1. Technology is a good thing!
I see a lot of talk in this class about whether or not expanding technology in libraries is a good thing or the thing that will be the undoing of the LIS world as we know it (!!!!!!). There is a fear that with the onset of technology as a staple of what a library offers, librarians will be pushed aside in favor of IT professionals. I couldn’t disagree more. Technology is what will keep libraries relevant and looking to the future. This does not mean that books will disappear, but that libraries will be able to provide more vehicles for people to access books, information, and the training they need to be prepared to enter the workforce. I have spoken about this many times in my blog posts and discussion board answers, and if I had to pick a theme of my writing, this would be it. I just hope that the current and future librarians out there can accept technology as both another way to reach out to their patrons and another avenue for librarians to prove their importance to a community, and make an effort to learn and adapt to what that means instead of fearing and fighting it. If the current state of LIS jobs is any indication, we are on a good path. According to a recent study, the top new job titles and responsibilities for 2013 included positions such as Emerging Technologies Specialist, Social Media Manager, User Experience Designer, Digital Content Manager and Digital Archives (Maatta, 2013).

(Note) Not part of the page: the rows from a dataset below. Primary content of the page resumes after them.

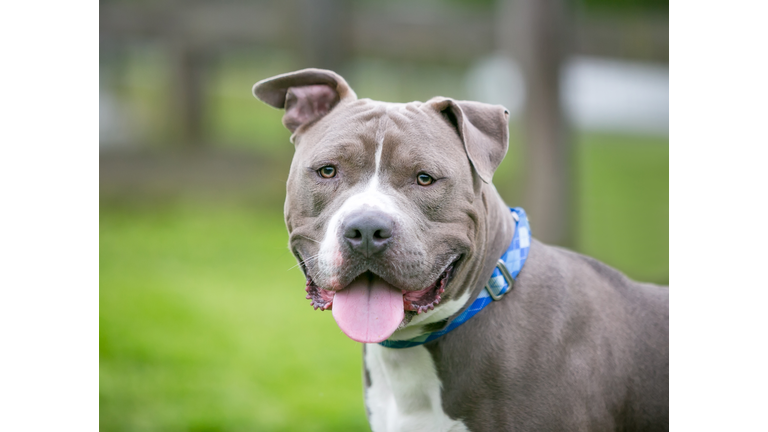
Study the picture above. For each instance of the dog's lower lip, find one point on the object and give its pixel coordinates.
(415, 301)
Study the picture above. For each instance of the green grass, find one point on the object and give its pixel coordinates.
(204, 327)
(623, 202)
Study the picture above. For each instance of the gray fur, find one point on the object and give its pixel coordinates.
(575, 345)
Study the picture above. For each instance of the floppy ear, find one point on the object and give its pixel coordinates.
(306, 95)
(482, 127)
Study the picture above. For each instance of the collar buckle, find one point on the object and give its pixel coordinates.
(507, 278)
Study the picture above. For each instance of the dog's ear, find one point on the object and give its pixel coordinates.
(306, 95)
(482, 127)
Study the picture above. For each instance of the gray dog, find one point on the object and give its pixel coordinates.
(467, 323)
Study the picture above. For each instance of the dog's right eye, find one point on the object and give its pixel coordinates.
(327, 171)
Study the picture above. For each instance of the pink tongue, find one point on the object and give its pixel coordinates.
(369, 309)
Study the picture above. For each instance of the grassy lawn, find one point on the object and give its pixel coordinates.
(204, 325)
(203, 322)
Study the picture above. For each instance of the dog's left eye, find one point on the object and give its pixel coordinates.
(424, 179)
(327, 171)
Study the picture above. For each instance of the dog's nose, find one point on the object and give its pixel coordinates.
(368, 232)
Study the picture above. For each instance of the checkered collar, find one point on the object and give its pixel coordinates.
(502, 280)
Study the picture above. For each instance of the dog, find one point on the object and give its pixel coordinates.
(467, 323)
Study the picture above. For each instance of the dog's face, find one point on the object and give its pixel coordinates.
(382, 204)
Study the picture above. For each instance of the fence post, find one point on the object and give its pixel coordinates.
(535, 33)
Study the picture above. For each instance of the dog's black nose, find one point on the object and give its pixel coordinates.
(368, 232)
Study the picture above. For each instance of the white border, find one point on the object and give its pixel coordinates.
(49, 272)
(718, 215)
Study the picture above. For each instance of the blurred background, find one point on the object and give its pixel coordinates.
(203, 321)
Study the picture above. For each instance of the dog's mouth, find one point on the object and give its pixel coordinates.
(370, 309)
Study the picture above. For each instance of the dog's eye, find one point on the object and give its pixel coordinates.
(424, 179)
(327, 171)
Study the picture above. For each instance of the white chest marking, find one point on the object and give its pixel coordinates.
(405, 391)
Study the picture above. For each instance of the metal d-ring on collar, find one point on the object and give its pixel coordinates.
(507, 277)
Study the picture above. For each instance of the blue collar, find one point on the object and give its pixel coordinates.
(502, 280)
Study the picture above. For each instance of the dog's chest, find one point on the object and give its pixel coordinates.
(404, 391)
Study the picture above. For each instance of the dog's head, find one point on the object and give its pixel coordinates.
(384, 205)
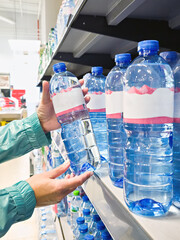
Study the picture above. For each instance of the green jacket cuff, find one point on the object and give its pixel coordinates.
(24, 200)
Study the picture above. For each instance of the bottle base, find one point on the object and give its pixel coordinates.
(148, 207)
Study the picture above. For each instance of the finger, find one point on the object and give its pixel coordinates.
(81, 81)
(87, 99)
(85, 91)
(45, 93)
(59, 170)
(67, 176)
(78, 180)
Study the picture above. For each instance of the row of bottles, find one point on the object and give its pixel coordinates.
(84, 220)
(139, 113)
(56, 33)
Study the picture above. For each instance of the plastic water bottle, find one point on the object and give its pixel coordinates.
(176, 137)
(114, 115)
(83, 230)
(86, 204)
(87, 216)
(171, 57)
(89, 237)
(79, 221)
(99, 230)
(148, 118)
(72, 113)
(93, 225)
(75, 207)
(96, 91)
(106, 236)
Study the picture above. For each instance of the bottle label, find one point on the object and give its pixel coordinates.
(68, 100)
(114, 104)
(148, 105)
(97, 102)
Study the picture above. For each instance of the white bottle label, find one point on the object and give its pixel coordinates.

2. Forced reflection is helpful.
The most helpful aspect of writing these blog posts is that they force me to really think about what my ultimate career goals are, and where I currently stand in the path to get there. So far in my career, I have mostly just gone with the flow, taking on different responsibilities and opportunities as they come without any real direction. Being forced to actually look at the current state of the LIS profession and what positions are out there, what my career could actually look like instead of just some fuzzy vision in my mind, is constructive.
3. Managing and leading are two very different things.
Not that I didn’t necessarily know this before, but the chapter and readings on management in libraries was a good reminder that management is only as limiting as you make it. I see myself as a manager still in a learning/transitional phase. A lot of my week consists of situations that I have not experienced as a manager yet, and so I find myself reacting to them and getting bogged down with the tasks and processes that that all managers must deal with. However, that is slowly changing. I want to get to a good place where I am not focused purely on the rules and regulations of my workplace, and instead make opportunities for myself to be innovative and creative. I have been utilizing the website Manager Tools, specifically the podcasts, to help me better understand how to handle many of the situations that arise when you manage a large and diverse group of people. Their information on the importance of one-on-one meetings and giving feedback to employees is incredibly helpful (Manager Tools, 2005).
Maatta, S. L. (2013). The Emerging Databrarian. Library Journal, 138(17), 26.